Playbook for a Product/DevOps transformation
Contents
In the late 1970s, the U.S. automotive industry went into a quality crisis and was surpassed by the Japanese, who could assemble a car comparable to theirs with 60 percent of the effort and far less quality problems. Ford and General Motors eventually realized what was going on in Japan and adopted lean principles to help save themselves.
In the last ten years, tech companies went through a similar change through the adoption of cloud computing and DevOps. The DevOps movement started as a better way for operations and development teams to work together. Since then, it has become an umbrella for all sorts of tools and practices to improve business agility and organizational performance in the Age of Software.
This post is a compilation of ideas from the DevOps community, aimed at companies that have adopted DevOps technologies and practices, but not the culture. Typically, such companies have a functional organizational structure, with role-based teams and people working on many projects.

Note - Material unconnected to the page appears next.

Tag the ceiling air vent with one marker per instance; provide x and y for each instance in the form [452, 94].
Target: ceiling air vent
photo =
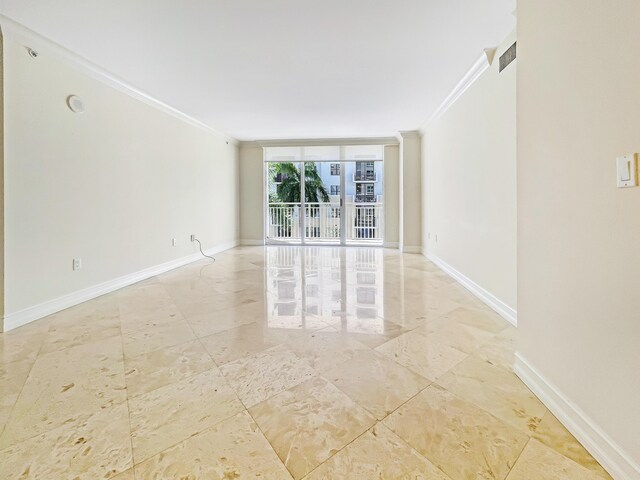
[507, 57]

They are on the cloud, but struggle with quality, complexity and ownership issues; have difficulty scaling the teams and aligning on priorities. This post suggests what can be done to improve, and further reading material.

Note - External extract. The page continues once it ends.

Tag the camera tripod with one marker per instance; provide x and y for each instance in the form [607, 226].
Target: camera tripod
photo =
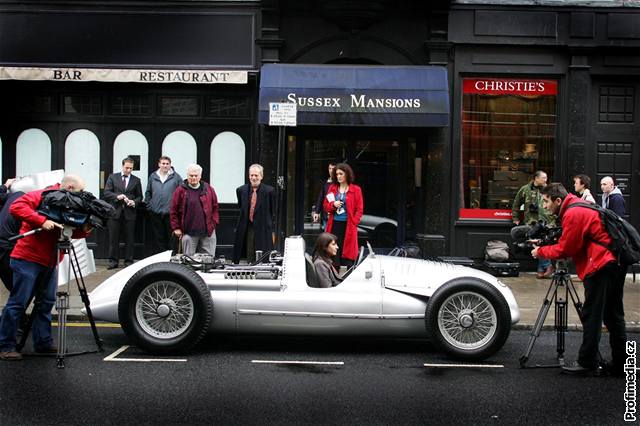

How functional silos harm quality and stability
Traditional IT organizations follow a functional structure which divides employees into teams based on their role or specialty—e.g. Product, Engineering, Infrastructure, QA and Ops. In this structure, the primary team of an employee is their functional team; their tribal identity is aligned to their department, and each employee is assigned to multiple projects. Such structure enables local optimizations within each department, but introduces silos, handovers, ownership issues, and is less effective when measured by end-to-end value delivery. A functional organization optimizes for cost, not outcomes.
A functional organizational structure harms stability—and quality in general—in the following ways:
- Blind spots: team silos and handovers create blind spots which lead to quality and stability issues. Each handover causes massive information loss due to tacit knowledge, which remains with the creator and is never handed over. As a result, when systems are developed and operated by different teams, first responders have insufficient information to react effectively to incidents.
- Cognitive overload: humans have limited cognitive capacity (e.g. working memory) and make mistakes when dealing with too much complexity. As people are assigned to more projects, they suffer more cognitive overload, make more mistakes, and are more likely to burnout.
- Diffusion of responsibility: humans experience less social pressure and feel less responsibility when their performance is difficult to assess amid a crowd. People feel less responsibility when assigned to multiple projects, and teams feel less responsibility for shared issues.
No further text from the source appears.